Bir gün ziyaretine gelmiş olan mu’teberan ve eşraf-ı mahalliyeye:
— Bu zalim müsellim için neden valiye şikayet edip, tebdil ve tahvili zımnında çalışmıyorsunuz? " diye sormuş.
Onlar da:
— Efendim, faidesi yoktur. Çünkü müsellimimiz valinin pek ziyade sevdiği bir adamdır. Ne kadar şikâyet etsek dinlemeyecek, bu da benden şikayet ettiler diye zulmünü artıracaktır.” Cevabını vermişler.
İncili:
— Böyle sükût edip oturmak olmaz. Herhalde bir teşebbüs lazımdır. Bana kalır ise yarın bir kaçımız birleşerek Merkez-i Vilayete gidip Paşa'ya keyfiyyeti bilataraf anlatalım, şikâyet edelim, olmaz ise İstanbul’a arz-ı şikayet ederiz.” Demekle eşraf-ı belde, buna muvafakat etmişler ve ertesi günü İncili ile beraber dört, beş zat Merkez-i Vilayete azimet eylemişler.
Müsellim bunların gittiklerini haber alınca, keyfiyyeti derhal Vali'ye iş’ar ve ihbar eylemiş. Şikâyetlerine ehemmiyet vermemesini arz etmiş.
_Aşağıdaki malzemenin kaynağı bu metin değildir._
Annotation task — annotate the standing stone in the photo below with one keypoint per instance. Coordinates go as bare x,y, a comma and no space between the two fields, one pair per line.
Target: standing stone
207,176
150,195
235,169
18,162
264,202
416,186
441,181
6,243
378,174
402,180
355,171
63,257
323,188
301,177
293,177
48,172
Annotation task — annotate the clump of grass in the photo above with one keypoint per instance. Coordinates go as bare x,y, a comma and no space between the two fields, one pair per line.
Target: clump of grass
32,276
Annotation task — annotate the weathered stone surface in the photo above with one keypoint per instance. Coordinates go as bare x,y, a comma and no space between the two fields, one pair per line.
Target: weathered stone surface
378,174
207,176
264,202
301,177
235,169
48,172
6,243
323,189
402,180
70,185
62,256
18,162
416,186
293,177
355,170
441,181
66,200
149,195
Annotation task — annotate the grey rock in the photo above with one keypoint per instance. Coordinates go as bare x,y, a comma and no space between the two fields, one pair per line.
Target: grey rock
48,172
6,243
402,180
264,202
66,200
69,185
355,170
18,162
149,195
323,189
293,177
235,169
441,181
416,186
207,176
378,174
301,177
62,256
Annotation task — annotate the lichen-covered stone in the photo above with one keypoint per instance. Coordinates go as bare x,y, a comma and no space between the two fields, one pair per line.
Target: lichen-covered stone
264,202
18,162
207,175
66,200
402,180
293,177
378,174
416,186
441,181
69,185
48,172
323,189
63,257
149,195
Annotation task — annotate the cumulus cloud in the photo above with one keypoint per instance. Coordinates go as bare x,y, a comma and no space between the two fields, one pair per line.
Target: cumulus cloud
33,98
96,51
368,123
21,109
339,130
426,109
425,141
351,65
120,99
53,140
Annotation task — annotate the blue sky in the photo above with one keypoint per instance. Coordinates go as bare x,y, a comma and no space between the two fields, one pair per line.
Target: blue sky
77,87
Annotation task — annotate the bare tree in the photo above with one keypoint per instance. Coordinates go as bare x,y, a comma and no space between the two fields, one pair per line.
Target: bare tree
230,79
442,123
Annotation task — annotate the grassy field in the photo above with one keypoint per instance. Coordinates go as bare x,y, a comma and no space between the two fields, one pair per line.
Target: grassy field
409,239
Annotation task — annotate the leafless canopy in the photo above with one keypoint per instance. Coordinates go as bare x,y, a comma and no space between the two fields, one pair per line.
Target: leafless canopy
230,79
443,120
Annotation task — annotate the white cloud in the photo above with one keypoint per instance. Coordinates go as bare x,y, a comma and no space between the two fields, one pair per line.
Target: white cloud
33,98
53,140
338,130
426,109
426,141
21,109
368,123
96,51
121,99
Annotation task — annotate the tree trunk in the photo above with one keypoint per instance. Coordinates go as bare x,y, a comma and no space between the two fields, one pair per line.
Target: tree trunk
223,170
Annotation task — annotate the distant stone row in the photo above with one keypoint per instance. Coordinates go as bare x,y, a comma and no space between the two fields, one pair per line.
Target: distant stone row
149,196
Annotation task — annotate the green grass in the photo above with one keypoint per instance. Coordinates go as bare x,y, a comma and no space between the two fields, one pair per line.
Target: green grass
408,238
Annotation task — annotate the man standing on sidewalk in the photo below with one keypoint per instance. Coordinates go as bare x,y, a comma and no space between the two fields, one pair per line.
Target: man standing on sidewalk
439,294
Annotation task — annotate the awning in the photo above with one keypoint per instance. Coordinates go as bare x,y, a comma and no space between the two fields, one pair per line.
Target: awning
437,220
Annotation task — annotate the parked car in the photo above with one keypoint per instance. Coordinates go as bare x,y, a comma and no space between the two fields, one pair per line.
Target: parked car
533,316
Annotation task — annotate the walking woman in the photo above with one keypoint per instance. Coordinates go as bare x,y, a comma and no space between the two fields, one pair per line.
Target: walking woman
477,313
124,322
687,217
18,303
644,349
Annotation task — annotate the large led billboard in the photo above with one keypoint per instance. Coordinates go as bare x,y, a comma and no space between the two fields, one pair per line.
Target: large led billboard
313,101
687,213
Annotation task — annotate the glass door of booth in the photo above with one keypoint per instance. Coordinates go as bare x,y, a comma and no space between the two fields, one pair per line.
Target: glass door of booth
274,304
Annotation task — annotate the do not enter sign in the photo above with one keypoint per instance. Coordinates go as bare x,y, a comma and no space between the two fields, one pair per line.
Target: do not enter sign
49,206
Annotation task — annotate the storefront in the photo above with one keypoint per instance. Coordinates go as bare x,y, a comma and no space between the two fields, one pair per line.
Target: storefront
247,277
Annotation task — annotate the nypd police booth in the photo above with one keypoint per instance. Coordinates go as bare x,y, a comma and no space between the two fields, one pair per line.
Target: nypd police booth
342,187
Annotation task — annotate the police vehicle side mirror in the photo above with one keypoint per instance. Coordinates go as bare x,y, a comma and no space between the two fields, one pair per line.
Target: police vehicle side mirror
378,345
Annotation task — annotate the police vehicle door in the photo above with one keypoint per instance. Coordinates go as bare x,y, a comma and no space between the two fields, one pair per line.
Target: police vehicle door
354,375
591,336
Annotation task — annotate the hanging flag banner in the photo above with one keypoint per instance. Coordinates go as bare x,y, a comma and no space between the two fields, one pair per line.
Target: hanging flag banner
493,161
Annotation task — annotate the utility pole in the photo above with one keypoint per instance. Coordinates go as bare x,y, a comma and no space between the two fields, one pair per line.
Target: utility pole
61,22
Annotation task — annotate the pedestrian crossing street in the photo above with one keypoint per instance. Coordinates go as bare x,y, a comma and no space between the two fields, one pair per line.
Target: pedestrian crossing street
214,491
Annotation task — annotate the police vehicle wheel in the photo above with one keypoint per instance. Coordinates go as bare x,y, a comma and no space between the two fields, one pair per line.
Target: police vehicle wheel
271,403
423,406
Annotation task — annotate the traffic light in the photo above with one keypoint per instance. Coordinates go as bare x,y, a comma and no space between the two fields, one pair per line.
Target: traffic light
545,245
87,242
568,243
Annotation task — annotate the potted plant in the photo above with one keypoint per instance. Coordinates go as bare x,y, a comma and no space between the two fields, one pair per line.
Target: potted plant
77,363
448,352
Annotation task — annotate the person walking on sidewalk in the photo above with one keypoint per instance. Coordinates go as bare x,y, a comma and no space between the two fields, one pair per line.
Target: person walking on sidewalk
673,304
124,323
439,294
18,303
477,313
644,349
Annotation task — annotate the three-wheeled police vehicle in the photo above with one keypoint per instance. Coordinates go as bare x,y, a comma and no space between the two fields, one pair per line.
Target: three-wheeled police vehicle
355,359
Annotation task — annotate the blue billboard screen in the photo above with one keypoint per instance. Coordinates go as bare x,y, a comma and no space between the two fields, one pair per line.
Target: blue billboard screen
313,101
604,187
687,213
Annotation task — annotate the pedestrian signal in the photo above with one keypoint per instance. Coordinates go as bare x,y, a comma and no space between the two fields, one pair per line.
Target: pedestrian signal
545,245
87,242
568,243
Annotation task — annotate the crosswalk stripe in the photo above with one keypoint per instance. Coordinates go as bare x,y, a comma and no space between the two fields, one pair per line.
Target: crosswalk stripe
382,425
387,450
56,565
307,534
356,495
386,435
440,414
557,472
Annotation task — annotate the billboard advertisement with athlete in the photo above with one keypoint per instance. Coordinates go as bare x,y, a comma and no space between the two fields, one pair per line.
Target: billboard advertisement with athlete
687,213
İncili ve rüfekası Merkez-i Vilayete vasıl olduklarının ertesi günü, doğruca Valinin ziyaretine gitmişler. Paşa’ya kendisini görmeye geldiklerini haber verdirmişler.
Vali misafirlerini huzuruna kabul edip, hürmet ve iltifat göstermiş ve oturduklarını müteakip ilk söz olarak: “
— Müselliminiz ne haldedir? İnşallah rahat ve afiyettedir. Kendisini pek severim çünkü müstakim, muktedir, faal, adil bir zattır. Orada bulunduğu iki sene zarfında kazanıza büyük hizmetler ifa ettiğine eminim.” Demiş.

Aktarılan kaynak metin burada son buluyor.